Personne ne comprend ses vociférations. Il sait, lui, combien l'existence est aléatoire, fragile, sordide, illusoire. Sous le porche des enseignes qui dégorgent de sucre et de graisse, le temps ralentit un peu. Tout le monde pense à la vie, à la chance, à la mort, à la souffrance, au bonheur. Personne ne doute de la violence qui vrombit, de la tension qui naît, de la peur qui règne. Mais que se passera-t-il après ? Le monde n'est pas si mal, après tout. Allons.

Le chien maudit la foule, la ville, le monde. Ses malédictions rejoignent le fleuve quotidien des imprécations, des injures, des maléfices que tous les déshérités de la Terre glapissent fébrilement face au coup du sort. C'est comme ça quand on a pas de bol. Il se met à pleuvoir et ce fleuve connaît des crues de temps en temps.

Le chien refusait de se vêtir. Usage de la force infructueux. Les plus résolus reculaient à la vue des ongles noirs et acérés, des dents sur les gencives comme autant de verre pilé au-dessus d'un mur. Son corps sec et tendu exhalait une odeur traçant autour de lui une frontière affreuse et inviolable. Prostré dans la pénombre, l'homme régnait sur sa cellule. Son regard fixait les limites de sa cage, dont nul n'osait s'approcher. Après tout, ses gardiens avaient une famille. Le pauvre type finirait bien par se calmer.

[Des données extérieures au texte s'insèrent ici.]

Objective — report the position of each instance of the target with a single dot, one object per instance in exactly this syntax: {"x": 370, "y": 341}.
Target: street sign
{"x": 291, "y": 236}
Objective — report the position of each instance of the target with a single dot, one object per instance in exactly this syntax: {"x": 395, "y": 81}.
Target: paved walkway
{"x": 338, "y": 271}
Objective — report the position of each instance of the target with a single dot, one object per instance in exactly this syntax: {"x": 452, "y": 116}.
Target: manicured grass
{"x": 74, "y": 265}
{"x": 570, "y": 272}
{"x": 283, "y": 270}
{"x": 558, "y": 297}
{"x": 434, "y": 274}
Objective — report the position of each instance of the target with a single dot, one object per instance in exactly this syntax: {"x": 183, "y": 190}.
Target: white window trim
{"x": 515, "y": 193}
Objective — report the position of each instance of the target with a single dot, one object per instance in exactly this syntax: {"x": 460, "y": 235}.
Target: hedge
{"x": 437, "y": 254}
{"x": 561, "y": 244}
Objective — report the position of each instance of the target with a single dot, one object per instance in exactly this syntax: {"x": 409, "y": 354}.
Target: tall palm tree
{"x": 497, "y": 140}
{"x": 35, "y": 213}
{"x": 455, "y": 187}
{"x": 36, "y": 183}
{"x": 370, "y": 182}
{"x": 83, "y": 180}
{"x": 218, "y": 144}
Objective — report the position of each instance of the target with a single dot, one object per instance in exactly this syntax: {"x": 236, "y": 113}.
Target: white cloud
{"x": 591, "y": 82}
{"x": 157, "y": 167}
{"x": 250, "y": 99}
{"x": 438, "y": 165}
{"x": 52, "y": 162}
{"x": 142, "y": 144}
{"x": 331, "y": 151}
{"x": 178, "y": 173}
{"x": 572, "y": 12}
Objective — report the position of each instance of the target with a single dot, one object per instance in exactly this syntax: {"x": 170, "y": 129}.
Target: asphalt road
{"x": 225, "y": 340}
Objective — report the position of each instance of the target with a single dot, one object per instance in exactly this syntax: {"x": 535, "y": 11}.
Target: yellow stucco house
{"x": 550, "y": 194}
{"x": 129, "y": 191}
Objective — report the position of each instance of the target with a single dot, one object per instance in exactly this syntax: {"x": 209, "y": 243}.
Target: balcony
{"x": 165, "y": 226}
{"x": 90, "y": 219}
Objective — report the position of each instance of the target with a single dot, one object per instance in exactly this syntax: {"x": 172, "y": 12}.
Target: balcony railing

 Mais sa malédiction ne tarissait pas. Un flot de paroles grinçantes, coulant de sa bouche comme du gravier, se coagulait sur la paroi huileuse des murs. Il refusait toute eau, toute nourriture, du moins, refusait de boire et de manger. Ses gros doigts mélangeaient le contenu des gamelles et de son seau hygiénique. De sa palette ignoble et grasse, il se mit à peindre. L'œuvre naissante n'était qu'une tâche sombre, un abîme brunâtre incomplet.
Le chien modelait les matières odorantes en un tabulaire étrange. Personne n'approchait de son antre puante, on ne savait que faire de lui, on décida d'appeler un psychiatre, un interprète, mais personne n'était disposé à se déplacer un soir de finale de coupe d'Europe. Inutile de s'inquiéter. Il ne bougerait pas de sa cellule. Dégrisé, on le passerait à l'éponge, à la lance d'incendie si nécessaire, on lui donnerait des habits propres, l'adresse d'un refuge. On recommencerait à le tolérer.

Nul ne s'inquiétait de ses incantations. Personne pour contempler les constellations tracées dans la fange et les fluides. La vie continuait. Les étoiles jouxtaient les planètes. Entre la Terre et la Lune, une tâche étrange, grise, négatif de salive sur le ciment, oscillait sur une courbe parfaite, suivant un orbite présageant bien des mystères. Cet objet céleste qui mélange la nuit au jour, seul le chien l'a vu.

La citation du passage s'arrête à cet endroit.